URL Design
What is URL Design
When designing a website the first thing you should do is think about the URLs. How will the URL paths be laid out? What extension will the pages have .html, .php, .do, .pl or no extension?
It's something that's easily overlooked and quite often it's something that evolves. But if you don't plan your URL stucture in the beginning, you'll probably end up changing the URL structure later on. Changing URLs after a website goes live always causes problems. Sites that link to yours will contain broken links, anyone who has bookmarked pages on your site will find the bookmarks are invalid, search engines will index pages that no longer exist and it might have a negative effect on your search engine rankings. Of course, you could use mod_rewrite to redirect old URLs to new URLs, but managing lots of redirects can be complex and messy, and there will come a point when old redirects will need to be deleted - which once again may cause broken links.
Designing URLs
So, what extension should your pages have. Usually you want to avoid tying your website to a particular technology. A URL that ends in .php will make it hard if you want to migrate your website to ASP. Using .html is one of the safer extensions as no matter what technology your website uses, all pages would usually be generating HTML. But the best option is not to have any extensions. This also hides the technology that your website uses - which is good for security.
Also think about the domain name and sub domains. You don't have to use a www sub domain, but people are familiar with websites beginning with www so it's a good idea to follow the tradition - at least for your homepage.
Next, think about the URL path structure. What structure will logically divide your site and allow for future expansion.
Newer web technologies like Ruby On Rails do a lot of the hard work of URL design for you. But you still need to plan your URL structure before your start!
Dynamic Pages
Dynamically generated pages may take parameters, like an article or knowledge base ID. In this situation you could use Apache's mod_rewrite engine to convert page names into URL parameters. This hides the URL parameters from the user - they only see a clean URL. The mod_rewrite engine can convert the last path element into a URL parameter of the previous path element.

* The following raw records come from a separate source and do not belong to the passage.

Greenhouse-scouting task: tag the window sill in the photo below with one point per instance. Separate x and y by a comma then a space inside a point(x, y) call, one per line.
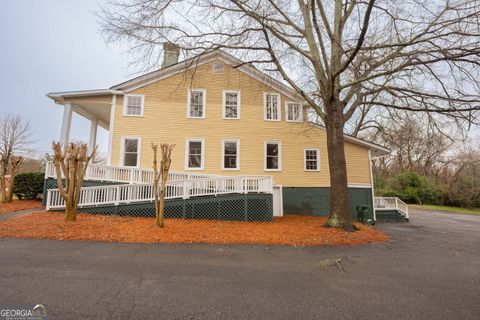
point(272, 120)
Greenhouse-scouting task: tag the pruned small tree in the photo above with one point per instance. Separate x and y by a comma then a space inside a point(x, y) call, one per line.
point(14, 140)
point(70, 166)
point(161, 177)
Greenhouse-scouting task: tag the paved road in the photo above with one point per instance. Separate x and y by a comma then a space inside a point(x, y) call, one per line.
point(431, 270)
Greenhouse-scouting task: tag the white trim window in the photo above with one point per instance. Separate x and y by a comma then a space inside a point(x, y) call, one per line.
point(312, 159)
point(194, 154)
point(273, 156)
point(271, 104)
point(293, 112)
point(133, 105)
point(231, 105)
point(231, 154)
point(196, 103)
point(130, 152)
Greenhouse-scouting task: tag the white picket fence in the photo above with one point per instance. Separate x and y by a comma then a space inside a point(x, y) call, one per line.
point(127, 174)
point(391, 203)
point(131, 193)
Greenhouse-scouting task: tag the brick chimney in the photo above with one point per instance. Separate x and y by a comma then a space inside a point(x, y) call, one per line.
point(170, 54)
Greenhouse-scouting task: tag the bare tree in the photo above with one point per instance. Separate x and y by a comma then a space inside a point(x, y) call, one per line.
point(70, 166)
point(338, 55)
point(162, 176)
point(14, 140)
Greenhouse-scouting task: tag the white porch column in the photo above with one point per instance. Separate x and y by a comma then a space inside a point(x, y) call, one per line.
point(110, 129)
point(66, 123)
point(93, 134)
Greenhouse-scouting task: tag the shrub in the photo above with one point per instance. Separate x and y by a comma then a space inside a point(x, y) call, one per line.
point(411, 188)
point(29, 185)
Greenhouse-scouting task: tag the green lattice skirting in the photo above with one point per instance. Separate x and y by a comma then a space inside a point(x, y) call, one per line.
point(231, 207)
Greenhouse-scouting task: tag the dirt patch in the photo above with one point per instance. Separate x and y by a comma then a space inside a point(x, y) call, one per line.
point(17, 205)
point(289, 230)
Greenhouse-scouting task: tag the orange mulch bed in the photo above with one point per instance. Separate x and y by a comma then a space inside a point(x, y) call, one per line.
point(289, 230)
point(17, 205)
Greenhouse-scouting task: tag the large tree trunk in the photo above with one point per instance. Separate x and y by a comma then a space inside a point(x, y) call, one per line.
point(339, 217)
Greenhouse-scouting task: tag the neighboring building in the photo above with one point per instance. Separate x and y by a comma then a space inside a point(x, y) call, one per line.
point(225, 118)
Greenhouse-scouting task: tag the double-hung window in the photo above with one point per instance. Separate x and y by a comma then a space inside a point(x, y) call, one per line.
point(273, 156)
point(231, 105)
point(133, 105)
point(293, 112)
point(231, 155)
point(195, 154)
point(196, 104)
point(271, 103)
point(130, 152)
point(312, 160)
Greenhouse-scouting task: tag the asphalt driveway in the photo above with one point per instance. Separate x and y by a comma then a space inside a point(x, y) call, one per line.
point(430, 270)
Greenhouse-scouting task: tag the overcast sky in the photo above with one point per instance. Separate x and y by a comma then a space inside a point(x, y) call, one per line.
point(54, 45)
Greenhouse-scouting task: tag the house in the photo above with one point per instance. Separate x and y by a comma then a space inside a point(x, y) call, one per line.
point(227, 119)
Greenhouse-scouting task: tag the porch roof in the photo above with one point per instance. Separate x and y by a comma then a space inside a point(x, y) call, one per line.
point(91, 104)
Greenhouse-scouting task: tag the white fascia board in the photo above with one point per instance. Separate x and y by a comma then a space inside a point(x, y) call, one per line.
point(194, 62)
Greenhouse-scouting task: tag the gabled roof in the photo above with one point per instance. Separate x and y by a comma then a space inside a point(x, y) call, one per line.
point(196, 61)
point(154, 76)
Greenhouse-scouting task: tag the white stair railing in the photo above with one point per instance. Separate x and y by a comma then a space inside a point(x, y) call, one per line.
point(131, 193)
point(127, 174)
point(391, 203)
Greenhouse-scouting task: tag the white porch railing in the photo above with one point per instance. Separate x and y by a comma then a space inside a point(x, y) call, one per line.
point(391, 203)
point(131, 193)
point(127, 174)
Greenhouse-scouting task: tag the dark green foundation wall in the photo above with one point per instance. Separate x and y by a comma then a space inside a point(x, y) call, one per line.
point(316, 201)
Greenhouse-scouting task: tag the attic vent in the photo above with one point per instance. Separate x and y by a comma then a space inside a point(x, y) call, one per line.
point(218, 68)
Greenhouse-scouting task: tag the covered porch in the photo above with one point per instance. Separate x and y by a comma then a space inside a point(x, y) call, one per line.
point(98, 107)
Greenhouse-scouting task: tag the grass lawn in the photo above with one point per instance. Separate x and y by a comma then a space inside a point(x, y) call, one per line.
point(475, 211)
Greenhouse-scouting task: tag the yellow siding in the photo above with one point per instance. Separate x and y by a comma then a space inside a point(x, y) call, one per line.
point(165, 120)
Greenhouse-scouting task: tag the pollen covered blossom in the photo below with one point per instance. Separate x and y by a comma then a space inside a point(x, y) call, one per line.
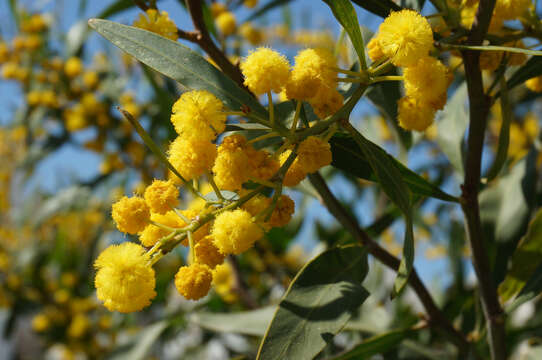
point(124, 279)
point(157, 22)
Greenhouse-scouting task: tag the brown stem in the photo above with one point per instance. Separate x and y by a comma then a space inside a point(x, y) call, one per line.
point(437, 319)
point(479, 104)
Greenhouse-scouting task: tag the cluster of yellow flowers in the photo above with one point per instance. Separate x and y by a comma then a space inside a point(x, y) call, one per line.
point(406, 39)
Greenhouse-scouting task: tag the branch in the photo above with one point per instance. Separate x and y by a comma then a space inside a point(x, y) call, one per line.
point(437, 319)
point(479, 104)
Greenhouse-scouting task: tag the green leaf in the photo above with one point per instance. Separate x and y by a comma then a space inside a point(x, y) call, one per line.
point(345, 13)
point(376, 345)
point(347, 157)
point(378, 7)
point(451, 126)
point(178, 62)
point(525, 260)
point(317, 305)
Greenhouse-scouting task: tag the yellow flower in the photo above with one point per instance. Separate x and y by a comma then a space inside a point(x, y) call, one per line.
point(232, 166)
point(282, 214)
point(326, 102)
point(312, 69)
point(427, 81)
point(131, 214)
point(194, 281)
point(265, 70)
point(198, 115)
point(73, 67)
point(191, 157)
point(234, 231)
point(225, 22)
point(295, 172)
point(207, 253)
point(405, 37)
point(159, 23)
point(161, 196)
point(313, 153)
point(414, 114)
point(124, 279)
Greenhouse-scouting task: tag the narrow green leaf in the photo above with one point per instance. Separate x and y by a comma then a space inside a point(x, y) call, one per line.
point(378, 7)
point(525, 260)
point(504, 134)
point(451, 126)
point(178, 62)
point(347, 157)
point(376, 345)
point(345, 13)
point(319, 302)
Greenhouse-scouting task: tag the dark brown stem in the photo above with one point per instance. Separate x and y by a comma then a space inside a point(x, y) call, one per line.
point(437, 320)
point(479, 104)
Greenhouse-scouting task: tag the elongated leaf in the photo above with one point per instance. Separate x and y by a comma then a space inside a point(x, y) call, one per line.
point(379, 7)
point(317, 305)
point(376, 345)
point(347, 157)
point(177, 62)
point(525, 260)
point(345, 13)
point(451, 126)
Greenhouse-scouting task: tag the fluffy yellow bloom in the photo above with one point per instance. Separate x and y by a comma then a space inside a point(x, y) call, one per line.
point(226, 23)
point(405, 36)
point(73, 67)
point(232, 166)
point(534, 84)
point(313, 67)
point(207, 253)
point(313, 153)
point(194, 281)
point(326, 102)
point(159, 23)
point(295, 172)
point(191, 157)
point(265, 70)
point(131, 214)
point(282, 214)
point(427, 81)
point(198, 115)
point(124, 279)
point(414, 114)
point(262, 164)
point(234, 232)
point(161, 196)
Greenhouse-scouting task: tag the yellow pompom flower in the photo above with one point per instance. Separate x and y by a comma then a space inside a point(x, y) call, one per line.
point(313, 67)
point(194, 281)
point(534, 84)
point(124, 279)
point(226, 23)
point(313, 153)
point(131, 214)
point(191, 157)
point(73, 67)
point(265, 70)
point(161, 196)
point(157, 22)
point(414, 114)
point(207, 253)
point(405, 37)
point(198, 115)
point(234, 232)
point(282, 214)
point(295, 172)
point(326, 102)
point(427, 81)
point(232, 166)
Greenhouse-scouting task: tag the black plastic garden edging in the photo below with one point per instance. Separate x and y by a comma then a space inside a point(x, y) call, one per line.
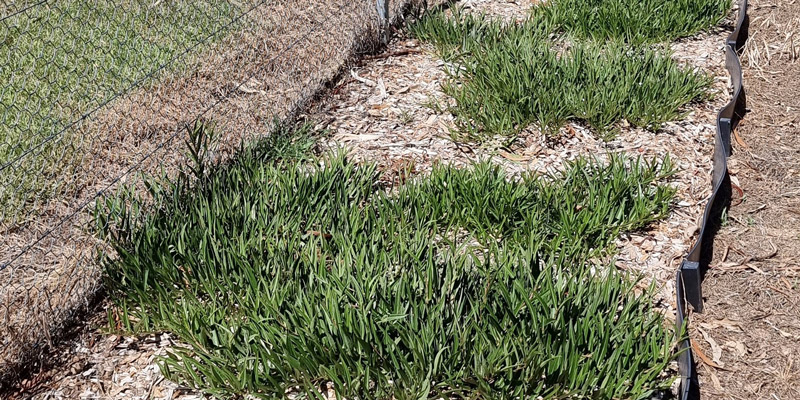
point(690, 276)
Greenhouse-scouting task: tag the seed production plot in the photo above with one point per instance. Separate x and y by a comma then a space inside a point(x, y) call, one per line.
point(282, 275)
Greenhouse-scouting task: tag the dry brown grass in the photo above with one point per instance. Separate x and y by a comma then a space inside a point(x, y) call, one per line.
point(284, 56)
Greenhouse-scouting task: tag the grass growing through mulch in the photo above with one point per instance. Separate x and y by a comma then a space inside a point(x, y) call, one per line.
point(633, 21)
point(65, 58)
point(507, 76)
point(282, 272)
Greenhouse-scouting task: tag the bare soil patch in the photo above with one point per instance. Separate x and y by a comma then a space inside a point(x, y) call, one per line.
point(749, 332)
point(379, 111)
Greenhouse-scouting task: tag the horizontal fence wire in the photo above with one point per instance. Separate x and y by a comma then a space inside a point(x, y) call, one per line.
point(95, 94)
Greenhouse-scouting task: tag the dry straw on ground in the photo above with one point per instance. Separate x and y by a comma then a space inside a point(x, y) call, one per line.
point(378, 110)
point(282, 57)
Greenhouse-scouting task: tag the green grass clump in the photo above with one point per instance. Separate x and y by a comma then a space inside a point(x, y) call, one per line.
point(519, 78)
point(65, 58)
point(632, 21)
point(281, 274)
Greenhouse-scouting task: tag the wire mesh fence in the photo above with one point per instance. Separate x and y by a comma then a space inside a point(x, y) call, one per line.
point(94, 93)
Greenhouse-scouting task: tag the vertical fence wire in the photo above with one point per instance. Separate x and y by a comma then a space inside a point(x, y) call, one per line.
point(95, 94)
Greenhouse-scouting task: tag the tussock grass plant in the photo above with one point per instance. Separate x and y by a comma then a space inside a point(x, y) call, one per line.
point(632, 21)
point(519, 77)
point(282, 275)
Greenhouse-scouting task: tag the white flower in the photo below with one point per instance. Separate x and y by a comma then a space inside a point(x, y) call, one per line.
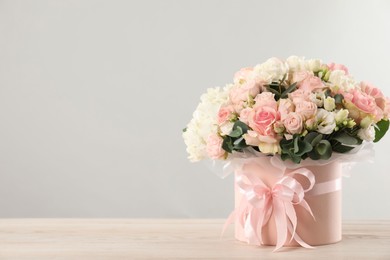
point(204, 122)
point(325, 121)
point(318, 98)
point(341, 80)
point(296, 63)
point(367, 134)
point(341, 116)
point(226, 128)
point(313, 65)
point(366, 121)
point(271, 70)
point(329, 104)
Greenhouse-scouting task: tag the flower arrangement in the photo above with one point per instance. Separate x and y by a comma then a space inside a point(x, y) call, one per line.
point(296, 109)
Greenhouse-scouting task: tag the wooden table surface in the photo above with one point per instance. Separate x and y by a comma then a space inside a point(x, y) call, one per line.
point(170, 239)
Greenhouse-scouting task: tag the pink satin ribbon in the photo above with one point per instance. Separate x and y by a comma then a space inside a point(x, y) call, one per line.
point(260, 201)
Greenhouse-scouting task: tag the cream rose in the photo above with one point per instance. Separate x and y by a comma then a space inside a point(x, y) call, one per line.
point(214, 147)
point(293, 123)
point(306, 109)
point(325, 121)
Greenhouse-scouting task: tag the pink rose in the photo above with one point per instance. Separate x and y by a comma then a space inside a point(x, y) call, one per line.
point(371, 90)
point(333, 66)
point(307, 109)
point(301, 76)
point(299, 95)
point(266, 144)
point(266, 99)
point(261, 120)
point(286, 106)
point(364, 102)
point(214, 147)
point(242, 92)
point(293, 123)
point(377, 94)
point(386, 109)
point(311, 83)
point(244, 114)
point(224, 114)
point(243, 75)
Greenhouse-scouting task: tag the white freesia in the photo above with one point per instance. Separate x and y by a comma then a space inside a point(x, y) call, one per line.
point(271, 70)
point(325, 121)
point(329, 104)
point(313, 65)
point(296, 63)
point(204, 122)
point(226, 128)
point(318, 98)
point(342, 81)
point(367, 134)
point(341, 116)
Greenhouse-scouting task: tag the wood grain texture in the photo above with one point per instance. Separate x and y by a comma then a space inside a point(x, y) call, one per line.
point(170, 239)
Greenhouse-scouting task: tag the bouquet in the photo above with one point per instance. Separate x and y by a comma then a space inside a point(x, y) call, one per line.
point(286, 127)
point(295, 109)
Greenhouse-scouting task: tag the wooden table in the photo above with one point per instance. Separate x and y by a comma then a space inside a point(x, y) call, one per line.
point(169, 239)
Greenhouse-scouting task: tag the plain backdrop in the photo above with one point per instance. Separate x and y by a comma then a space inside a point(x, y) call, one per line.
point(94, 95)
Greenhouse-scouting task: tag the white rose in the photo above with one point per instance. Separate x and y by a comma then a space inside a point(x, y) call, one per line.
point(367, 134)
point(341, 116)
point(341, 80)
point(271, 70)
point(226, 128)
point(313, 65)
point(204, 122)
point(329, 104)
point(325, 121)
point(318, 98)
point(295, 63)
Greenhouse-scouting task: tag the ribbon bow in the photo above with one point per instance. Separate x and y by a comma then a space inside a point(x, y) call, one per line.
point(260, 201)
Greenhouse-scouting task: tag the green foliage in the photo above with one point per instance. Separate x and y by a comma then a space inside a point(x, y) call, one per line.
point(235, 140)
point(381, 129)
point(338, 98)
point(295, 149)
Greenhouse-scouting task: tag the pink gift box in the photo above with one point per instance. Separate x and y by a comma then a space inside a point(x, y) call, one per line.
point(324, 200)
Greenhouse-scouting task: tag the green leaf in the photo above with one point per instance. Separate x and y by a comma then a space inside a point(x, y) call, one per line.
point(242, 125)
point(381, 129)
point(340, 148)
point(227, 144)
point(345, 138)
point(239, 144)
point(313, 138)
point(324, 149)
point(291, 88)
point(275, 92)
point(296, 146)
point(304, 147)
point(338, 98)
point(237, 132)
point(239, 128)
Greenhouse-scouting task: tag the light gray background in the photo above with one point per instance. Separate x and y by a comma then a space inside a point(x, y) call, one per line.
point(94, 94)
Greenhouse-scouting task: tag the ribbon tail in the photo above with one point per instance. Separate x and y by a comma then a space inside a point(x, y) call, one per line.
point(251, 227)
point(292, 216)
point(281, 223)
point(229, 220)
point(299, 239)
point(307, 207)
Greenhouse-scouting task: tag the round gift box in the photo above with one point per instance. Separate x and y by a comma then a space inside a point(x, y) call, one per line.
point(324, 228)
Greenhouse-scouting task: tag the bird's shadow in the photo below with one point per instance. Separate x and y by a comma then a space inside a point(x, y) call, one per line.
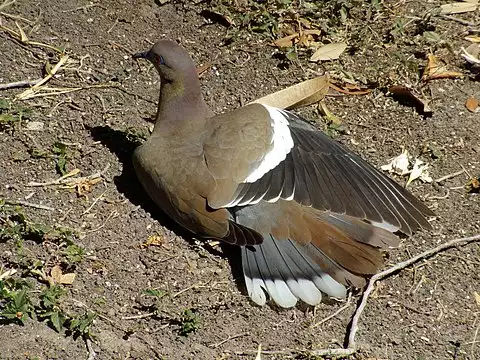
point(122, 144)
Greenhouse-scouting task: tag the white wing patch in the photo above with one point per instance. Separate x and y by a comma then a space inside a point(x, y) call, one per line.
point(282, 144)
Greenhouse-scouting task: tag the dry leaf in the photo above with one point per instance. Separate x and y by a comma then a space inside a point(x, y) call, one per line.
point(472, 104)
point(405, 94)
point(217, 18)
point(471, 53)
point(458, 7)
point(329, 52)
point(304, 38)
point(59, 278)
point(473, 38)
point(434, 70)
point(419, 171)
point(153, 240)
point(302, 94)
point(398, 165)
point(477, 297)
point(286, 41)
point(331, 118)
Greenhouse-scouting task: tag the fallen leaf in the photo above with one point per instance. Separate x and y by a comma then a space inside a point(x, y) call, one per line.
point(217, 17)
point(58, 277)
point(329, 52)
point(331, 118)
point(473, 38)
point(305, 38)
point(286, 41)
point(458, 7)
point(472, 104)
point(153, 240)
point(405, 94)
point(477, 297)
point(303, 94)
point(398, 165)
point(434, 70)
point(471, 53)
point(419, 171)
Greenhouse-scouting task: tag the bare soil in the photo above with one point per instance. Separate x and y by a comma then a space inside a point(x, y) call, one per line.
point(424, 312)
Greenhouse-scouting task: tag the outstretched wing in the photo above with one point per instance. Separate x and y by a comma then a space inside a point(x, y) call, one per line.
point(279, 156)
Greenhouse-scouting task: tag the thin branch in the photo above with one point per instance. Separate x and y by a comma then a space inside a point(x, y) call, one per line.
point(402, 265)
point(19, 84)
point(66, 179)
point(346, 306)
point(461, 21)
point(91, 353)
point(214, 346)
point(29, 204)
point(449, 176)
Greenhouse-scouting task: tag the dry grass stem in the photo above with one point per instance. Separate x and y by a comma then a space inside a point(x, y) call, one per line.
point(29, 204)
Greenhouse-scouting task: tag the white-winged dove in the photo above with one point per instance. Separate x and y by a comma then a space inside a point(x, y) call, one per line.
point(310, 216)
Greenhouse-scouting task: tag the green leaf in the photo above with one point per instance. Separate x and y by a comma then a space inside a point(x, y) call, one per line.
point(57, 321)
point(4, 104)
point(155, 292)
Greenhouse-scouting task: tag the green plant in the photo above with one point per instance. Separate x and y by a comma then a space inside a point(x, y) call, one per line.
point(60, 150)
point(10, 115)
point(82, 325)
point(189, 322)
point(15, 304)
point(49, 307)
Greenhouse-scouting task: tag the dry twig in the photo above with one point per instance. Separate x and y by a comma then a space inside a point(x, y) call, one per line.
point(449, 176)
point(19, 84)
point(29, 204)
point(402, 265)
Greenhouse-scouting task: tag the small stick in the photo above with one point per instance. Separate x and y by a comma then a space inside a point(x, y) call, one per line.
point(135, 317)
point(214, 346)
point(29, 204)
point(19, 84)
point(6, 3)
point(91, 353)
point(449, 176)
point(65, 179)
point(402, 265)
point(461, 21)
point(94, 202)
point(347, 305)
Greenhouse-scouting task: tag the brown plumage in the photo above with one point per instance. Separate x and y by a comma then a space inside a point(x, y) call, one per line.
point(311, 216)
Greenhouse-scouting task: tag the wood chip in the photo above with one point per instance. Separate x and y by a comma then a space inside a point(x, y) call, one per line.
point(458, 7)
point(329, 52)
point(435, 70)
point(408, 95)
point(302, 94)
point(58, 277)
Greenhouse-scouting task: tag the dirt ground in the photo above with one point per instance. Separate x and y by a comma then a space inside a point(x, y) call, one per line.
point(428, 311)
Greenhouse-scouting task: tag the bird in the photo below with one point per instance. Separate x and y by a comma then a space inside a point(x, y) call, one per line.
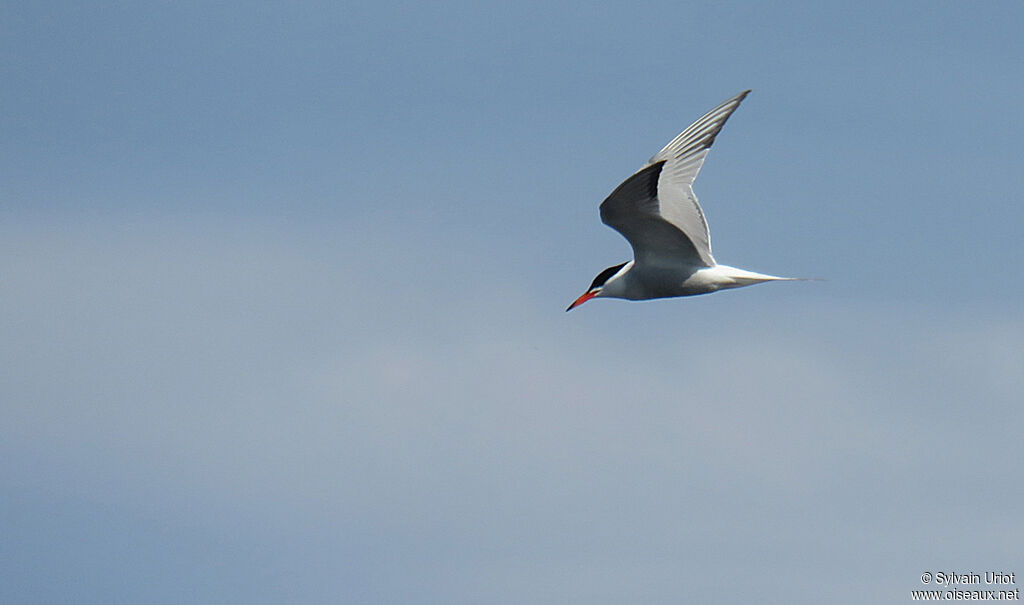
point(656, 211)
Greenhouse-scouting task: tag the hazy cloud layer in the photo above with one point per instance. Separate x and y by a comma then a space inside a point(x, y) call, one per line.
point(231, 400)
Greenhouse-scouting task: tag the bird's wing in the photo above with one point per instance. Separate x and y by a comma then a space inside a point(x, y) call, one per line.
point(655, 209)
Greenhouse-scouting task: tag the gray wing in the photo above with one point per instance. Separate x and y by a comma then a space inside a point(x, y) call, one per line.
point(655, 209)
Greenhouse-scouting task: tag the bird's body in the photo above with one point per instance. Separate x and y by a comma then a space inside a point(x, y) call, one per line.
point(657, 212)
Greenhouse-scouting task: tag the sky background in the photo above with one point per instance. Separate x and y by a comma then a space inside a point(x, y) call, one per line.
point(283, 292)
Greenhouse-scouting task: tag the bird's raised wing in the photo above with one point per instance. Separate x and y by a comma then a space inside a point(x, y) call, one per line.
point(655, 209)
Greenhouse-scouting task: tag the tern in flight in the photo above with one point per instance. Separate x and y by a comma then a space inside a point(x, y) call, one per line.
point(656, 211)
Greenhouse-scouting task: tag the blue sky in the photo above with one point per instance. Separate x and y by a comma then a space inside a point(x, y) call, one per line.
point(283, 292)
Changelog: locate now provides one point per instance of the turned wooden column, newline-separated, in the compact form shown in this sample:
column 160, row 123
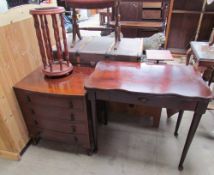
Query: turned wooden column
column 59, row 66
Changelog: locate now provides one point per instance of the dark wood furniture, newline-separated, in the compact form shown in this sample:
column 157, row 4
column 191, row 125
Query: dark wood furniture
column 95, row 4
column 56, row 109
column 61, row 65
column 90, row 50
column 203, row 55
column 188, row 20
column 158, row 55
column 144, row 17
column 150, row 85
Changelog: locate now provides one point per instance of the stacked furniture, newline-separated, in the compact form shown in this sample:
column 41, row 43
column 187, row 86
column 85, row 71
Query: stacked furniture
column 56, row 109
column 188, row 20
column 144, row 18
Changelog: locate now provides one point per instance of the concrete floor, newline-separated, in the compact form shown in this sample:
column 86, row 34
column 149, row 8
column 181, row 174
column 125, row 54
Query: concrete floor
column 127, row 146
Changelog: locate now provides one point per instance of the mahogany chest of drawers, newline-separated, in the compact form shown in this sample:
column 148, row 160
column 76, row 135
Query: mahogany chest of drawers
column 56, row 109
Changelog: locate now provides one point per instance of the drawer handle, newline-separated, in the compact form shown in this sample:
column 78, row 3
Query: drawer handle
column 28, row 99
column 72, row 117
column 32, row 111
column 73, row 128
column 75, row 139
column 71, row 105
column 143, row 100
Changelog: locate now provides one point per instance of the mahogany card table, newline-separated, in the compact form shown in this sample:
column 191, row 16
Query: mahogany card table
column 177, row 87
column 158, row 55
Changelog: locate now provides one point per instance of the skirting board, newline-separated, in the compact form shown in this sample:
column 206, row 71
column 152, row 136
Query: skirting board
column 10, row 155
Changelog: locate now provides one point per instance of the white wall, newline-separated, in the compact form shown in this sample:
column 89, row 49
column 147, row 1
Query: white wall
column 3, row 6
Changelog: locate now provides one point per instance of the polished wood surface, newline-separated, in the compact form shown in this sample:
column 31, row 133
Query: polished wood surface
column 203, row 52
column 148, row 79
column 56, row 109
column 175, row 87
column 70, row 85
column 61, row 65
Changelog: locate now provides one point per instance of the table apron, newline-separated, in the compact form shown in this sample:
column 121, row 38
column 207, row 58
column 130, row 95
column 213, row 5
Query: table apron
column 164, row 101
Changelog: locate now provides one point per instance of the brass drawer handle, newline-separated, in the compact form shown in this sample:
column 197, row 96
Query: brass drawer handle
column 36, row 122
column 28, row 98
column 71, row 105
column 72, row 117
column 73, row 128
column 143, row 100
column 75, row 139
column 32, row 111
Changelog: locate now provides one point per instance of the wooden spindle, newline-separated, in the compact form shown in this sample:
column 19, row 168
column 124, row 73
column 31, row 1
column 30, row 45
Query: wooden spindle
column 48, row 36
column 61, row 66
column 48, row 51
column 40, row 40
column 66, row 54
column 57, row 38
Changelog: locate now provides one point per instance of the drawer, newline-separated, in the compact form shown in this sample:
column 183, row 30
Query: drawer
column 71, row 102
column 54, row 113
column 151, row 14
column 167, row 101
column 64, row 127
column 78, row 139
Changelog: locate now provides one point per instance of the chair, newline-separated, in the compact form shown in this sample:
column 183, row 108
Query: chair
column 94, row 4
column 203, row 55
column 61, row 65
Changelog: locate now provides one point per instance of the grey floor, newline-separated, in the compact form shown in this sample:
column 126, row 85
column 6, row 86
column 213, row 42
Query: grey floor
column 127, row 146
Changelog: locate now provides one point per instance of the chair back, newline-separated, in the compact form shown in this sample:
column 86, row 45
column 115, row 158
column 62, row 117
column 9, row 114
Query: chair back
column 61, row 65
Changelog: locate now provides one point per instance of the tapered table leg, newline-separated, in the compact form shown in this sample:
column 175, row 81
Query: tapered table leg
column 92, row 99
column 180, row 115
column 189, row 53
column 199, row 111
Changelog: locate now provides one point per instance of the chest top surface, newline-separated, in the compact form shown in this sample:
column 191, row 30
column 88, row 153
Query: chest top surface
column 72, row 84
column 148, row 79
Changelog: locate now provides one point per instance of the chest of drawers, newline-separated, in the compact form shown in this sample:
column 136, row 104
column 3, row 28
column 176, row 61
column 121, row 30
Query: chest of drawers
column 56, row 109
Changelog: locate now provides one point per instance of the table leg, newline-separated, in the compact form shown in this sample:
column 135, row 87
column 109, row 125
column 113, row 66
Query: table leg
column 105, row 113
column 199, row 111
column 74, row 24
column 211, row 77
column 92, row 98
column 180, row 115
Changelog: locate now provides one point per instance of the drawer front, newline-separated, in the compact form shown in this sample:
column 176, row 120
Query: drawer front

For example, the user will see
http://www.example.com/articles/mod_rewrite
But on the server the request gets transformed into
http://www.example.com/script.pl?article=mod_rewrite
Key Points
Here are a few points to remember when designing URLs:
- Use the www sub domain, at least for your homepage anyway. For example, use www.example.com rather than example.com.
- Domain names are lower case, so be consistent and make the whole of your URLs lower case.
- Make URLs readable. Use relevant words rather than abstract codes or numbers. A meaningful URL is more descriptive and easier to remember.
- Make your URLs shorter rather than longer (but not at the expense of readability). A short URL is easier to remember and easier to type.
- Avoid special characters other than hyphens or underscores in your URLs. Spaces and some other special characters get converted into hex values. For example, spaces become %20, which looks messy.
- Paths that contain /cgi-bin/ never look good. Scripts don't need to be in the cgi-bin directory, and besides you can always create another scriptalias folder to put your scripts in, or you can use mod_rewrite rules to hide it.